Par un mémoire en défense, enregistré le 12 décembre 2024, la commune de Muret conclut au rejet de la requête et à ce qu’une somme de 1 500 euros soit mise à la charge de la société requérante au titre de l’article L. 761-1 du code de justice administrative.
Elle soutient que les moyens soulevés par la société requérante ne sont pas fondés.
Par une ordonnance du 20 mai 2025, la clôture de l’instruction a été fixée au 10 juin 2025.
Vu les autres pièces du dossier.
Vu :
- le code de l’urbanisme ;
- le code de justice administrative.
Les parties ont été régulièrement averties du jour de l’audience.

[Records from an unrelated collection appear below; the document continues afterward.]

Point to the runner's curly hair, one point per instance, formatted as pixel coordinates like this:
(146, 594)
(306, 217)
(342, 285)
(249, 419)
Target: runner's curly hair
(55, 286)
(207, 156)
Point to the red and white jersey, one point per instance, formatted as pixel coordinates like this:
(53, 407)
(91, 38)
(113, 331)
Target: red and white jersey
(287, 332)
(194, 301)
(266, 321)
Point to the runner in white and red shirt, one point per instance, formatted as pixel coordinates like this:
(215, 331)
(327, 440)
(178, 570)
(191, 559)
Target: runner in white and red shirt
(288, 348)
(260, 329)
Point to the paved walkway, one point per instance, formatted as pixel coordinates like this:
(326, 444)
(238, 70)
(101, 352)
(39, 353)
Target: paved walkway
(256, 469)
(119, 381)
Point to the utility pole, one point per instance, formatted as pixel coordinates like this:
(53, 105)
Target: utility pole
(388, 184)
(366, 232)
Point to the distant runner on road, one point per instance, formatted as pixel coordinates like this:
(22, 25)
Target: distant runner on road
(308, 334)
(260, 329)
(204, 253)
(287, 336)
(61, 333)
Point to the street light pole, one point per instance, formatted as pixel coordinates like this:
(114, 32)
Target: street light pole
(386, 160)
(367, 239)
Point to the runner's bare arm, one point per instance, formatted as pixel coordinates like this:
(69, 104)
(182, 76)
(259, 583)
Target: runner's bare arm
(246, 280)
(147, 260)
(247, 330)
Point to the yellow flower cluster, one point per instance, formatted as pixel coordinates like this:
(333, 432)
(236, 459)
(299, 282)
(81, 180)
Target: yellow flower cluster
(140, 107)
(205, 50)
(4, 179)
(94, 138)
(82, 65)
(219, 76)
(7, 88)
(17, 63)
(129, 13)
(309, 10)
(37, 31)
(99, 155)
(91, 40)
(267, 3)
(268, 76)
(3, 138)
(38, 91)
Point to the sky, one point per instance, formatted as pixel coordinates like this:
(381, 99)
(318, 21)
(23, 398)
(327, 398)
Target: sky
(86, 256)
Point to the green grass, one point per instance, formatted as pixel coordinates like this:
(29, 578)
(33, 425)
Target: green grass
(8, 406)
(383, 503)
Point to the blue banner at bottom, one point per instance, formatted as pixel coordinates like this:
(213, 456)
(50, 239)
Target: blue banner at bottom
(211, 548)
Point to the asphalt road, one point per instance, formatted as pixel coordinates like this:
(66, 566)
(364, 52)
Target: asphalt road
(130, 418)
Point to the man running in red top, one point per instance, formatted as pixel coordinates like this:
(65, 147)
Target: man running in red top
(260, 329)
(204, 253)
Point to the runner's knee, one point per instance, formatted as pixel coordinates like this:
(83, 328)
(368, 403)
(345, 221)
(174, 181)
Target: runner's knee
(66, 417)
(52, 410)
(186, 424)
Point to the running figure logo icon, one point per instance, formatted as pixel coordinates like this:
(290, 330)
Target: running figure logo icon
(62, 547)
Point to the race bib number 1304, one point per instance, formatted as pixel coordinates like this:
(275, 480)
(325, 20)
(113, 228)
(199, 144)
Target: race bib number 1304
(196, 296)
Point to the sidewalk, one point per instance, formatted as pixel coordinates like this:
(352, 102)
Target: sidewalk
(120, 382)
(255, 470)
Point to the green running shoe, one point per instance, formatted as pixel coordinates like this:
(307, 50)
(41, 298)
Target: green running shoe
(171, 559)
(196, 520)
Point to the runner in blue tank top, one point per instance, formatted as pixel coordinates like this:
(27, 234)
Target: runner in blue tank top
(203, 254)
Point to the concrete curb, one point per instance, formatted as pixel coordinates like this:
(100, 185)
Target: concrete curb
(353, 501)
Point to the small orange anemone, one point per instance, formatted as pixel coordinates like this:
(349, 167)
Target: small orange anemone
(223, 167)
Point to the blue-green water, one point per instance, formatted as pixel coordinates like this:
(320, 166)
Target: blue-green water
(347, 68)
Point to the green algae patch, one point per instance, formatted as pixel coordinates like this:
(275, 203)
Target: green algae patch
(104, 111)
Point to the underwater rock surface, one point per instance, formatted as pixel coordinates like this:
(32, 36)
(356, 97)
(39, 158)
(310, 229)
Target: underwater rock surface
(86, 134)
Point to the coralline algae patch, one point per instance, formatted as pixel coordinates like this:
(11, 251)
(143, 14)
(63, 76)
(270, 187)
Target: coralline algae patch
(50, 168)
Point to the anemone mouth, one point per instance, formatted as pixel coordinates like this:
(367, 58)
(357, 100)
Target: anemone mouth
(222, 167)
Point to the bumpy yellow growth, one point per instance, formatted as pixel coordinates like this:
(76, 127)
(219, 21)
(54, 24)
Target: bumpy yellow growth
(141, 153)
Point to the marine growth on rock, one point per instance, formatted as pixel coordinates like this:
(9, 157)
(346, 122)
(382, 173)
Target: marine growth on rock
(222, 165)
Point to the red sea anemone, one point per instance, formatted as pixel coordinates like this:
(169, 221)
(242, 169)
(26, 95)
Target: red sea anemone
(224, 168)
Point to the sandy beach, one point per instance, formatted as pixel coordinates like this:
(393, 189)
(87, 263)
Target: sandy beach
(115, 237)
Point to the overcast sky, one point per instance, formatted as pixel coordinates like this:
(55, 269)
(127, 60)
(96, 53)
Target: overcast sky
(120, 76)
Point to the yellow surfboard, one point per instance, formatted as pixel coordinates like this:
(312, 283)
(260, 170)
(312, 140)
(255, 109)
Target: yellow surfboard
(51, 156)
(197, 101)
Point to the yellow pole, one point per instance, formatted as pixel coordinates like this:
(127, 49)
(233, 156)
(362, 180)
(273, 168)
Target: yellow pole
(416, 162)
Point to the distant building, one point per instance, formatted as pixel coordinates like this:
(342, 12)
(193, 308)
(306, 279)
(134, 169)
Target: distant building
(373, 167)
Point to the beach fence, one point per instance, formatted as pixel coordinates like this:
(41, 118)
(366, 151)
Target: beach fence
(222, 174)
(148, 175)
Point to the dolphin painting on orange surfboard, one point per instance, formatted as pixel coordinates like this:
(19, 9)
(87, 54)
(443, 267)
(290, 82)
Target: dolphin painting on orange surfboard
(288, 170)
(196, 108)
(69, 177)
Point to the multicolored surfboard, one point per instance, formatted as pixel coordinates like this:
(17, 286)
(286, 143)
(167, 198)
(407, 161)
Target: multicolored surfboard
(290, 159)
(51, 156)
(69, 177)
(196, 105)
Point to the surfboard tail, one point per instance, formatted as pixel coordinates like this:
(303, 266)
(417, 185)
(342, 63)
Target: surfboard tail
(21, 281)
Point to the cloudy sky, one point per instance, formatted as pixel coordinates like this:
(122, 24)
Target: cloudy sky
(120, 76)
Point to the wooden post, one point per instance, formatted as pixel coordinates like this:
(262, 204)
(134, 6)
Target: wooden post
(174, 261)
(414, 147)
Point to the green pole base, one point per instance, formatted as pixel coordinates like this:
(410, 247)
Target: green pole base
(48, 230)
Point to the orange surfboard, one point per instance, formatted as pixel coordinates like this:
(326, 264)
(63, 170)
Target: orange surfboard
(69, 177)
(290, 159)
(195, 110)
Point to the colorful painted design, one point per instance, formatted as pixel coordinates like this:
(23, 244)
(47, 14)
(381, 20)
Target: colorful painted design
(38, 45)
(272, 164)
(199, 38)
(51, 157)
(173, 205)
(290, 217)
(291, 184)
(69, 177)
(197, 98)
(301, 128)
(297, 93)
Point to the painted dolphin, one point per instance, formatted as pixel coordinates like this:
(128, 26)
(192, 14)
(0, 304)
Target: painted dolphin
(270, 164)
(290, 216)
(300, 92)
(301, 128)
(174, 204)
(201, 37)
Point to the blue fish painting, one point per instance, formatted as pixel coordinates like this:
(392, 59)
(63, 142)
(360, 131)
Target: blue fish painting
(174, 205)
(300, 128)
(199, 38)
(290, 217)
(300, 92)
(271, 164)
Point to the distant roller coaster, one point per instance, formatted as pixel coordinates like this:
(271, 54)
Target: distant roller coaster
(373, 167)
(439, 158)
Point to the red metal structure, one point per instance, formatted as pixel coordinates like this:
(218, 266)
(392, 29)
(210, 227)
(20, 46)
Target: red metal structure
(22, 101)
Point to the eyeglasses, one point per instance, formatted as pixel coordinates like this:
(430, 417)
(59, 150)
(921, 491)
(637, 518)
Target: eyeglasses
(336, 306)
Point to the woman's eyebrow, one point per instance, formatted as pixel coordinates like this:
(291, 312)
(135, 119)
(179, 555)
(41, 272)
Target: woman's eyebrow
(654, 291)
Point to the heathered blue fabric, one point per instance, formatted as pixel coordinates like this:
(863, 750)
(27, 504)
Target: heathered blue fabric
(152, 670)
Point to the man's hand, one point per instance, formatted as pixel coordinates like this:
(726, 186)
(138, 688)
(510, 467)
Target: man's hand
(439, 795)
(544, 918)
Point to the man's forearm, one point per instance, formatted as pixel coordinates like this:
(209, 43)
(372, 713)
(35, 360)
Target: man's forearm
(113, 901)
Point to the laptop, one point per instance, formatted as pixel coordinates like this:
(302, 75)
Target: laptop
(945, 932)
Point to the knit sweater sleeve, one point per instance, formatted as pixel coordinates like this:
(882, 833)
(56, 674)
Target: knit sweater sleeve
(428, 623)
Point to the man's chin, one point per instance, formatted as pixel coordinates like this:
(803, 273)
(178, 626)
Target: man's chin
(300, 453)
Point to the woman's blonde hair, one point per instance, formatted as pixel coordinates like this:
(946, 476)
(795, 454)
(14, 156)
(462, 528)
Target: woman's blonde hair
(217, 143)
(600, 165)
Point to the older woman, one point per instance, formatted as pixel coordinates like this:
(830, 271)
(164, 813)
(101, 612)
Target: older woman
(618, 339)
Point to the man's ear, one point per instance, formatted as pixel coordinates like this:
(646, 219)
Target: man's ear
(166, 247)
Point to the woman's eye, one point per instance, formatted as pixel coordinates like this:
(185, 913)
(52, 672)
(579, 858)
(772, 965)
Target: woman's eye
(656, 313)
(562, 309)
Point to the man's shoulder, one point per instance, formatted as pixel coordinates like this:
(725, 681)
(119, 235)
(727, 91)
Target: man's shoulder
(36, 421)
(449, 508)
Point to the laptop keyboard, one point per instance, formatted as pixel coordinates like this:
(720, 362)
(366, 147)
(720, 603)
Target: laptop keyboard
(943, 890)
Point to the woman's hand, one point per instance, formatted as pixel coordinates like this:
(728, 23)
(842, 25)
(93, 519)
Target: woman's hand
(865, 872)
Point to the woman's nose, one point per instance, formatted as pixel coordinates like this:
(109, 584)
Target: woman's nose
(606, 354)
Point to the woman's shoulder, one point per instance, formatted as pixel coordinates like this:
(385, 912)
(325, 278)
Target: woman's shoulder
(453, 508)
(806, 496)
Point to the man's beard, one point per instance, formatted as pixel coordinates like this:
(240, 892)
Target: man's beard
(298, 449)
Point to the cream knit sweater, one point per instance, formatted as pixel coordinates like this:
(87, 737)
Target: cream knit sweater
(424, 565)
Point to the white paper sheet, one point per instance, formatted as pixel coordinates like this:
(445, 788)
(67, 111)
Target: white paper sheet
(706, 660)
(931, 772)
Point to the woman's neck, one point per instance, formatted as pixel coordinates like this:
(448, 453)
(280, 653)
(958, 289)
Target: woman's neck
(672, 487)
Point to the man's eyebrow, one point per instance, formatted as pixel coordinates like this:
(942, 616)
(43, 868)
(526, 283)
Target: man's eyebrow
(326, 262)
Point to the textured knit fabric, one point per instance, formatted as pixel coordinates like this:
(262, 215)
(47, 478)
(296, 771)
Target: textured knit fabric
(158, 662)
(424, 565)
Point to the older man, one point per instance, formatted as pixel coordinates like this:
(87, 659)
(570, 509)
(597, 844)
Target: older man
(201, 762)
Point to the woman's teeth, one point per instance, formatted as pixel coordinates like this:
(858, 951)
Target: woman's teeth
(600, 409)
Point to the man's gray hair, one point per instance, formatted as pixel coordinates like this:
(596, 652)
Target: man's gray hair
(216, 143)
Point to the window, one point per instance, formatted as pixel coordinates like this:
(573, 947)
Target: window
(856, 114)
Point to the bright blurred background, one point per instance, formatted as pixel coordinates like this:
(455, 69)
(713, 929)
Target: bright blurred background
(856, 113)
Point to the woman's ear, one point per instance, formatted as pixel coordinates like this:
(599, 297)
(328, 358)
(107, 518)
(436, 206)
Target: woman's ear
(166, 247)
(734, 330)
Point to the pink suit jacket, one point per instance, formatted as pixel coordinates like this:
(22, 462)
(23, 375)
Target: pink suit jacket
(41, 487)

Ont été entendus au cours de l’audience publique :
- le rapport de Mme Michel,
- les conclusions de M. Leymarie, rapporteur public,
- et les observations de Me Weigel, avocat de la SNC ADN Muret 10105.
Considérant ce qui suit :
1. La société en nom collectif (SNC) ADN Muret 10105 a déposé, le 12 mai 2023, une demande de permis de construire pour la réalisation de dix-sept logements collectifs et la conservation de deux habitations existantes sur une parcelle cadastrée section IE n° 138 située 88 avenue des Pyrénées à Muret. Par un arrêté du 31 juillet 2023, le maire de Muret a refusé de délivrer le permis sollicité. La société ADN Muret 10105 a formé un recours gracieux le 29 septembre 2023 contre cet arrêté, lequel a été implicitement rejeté. Par la présente requête, la société ADN Muret 10105 demande l’annulation de ces décisions.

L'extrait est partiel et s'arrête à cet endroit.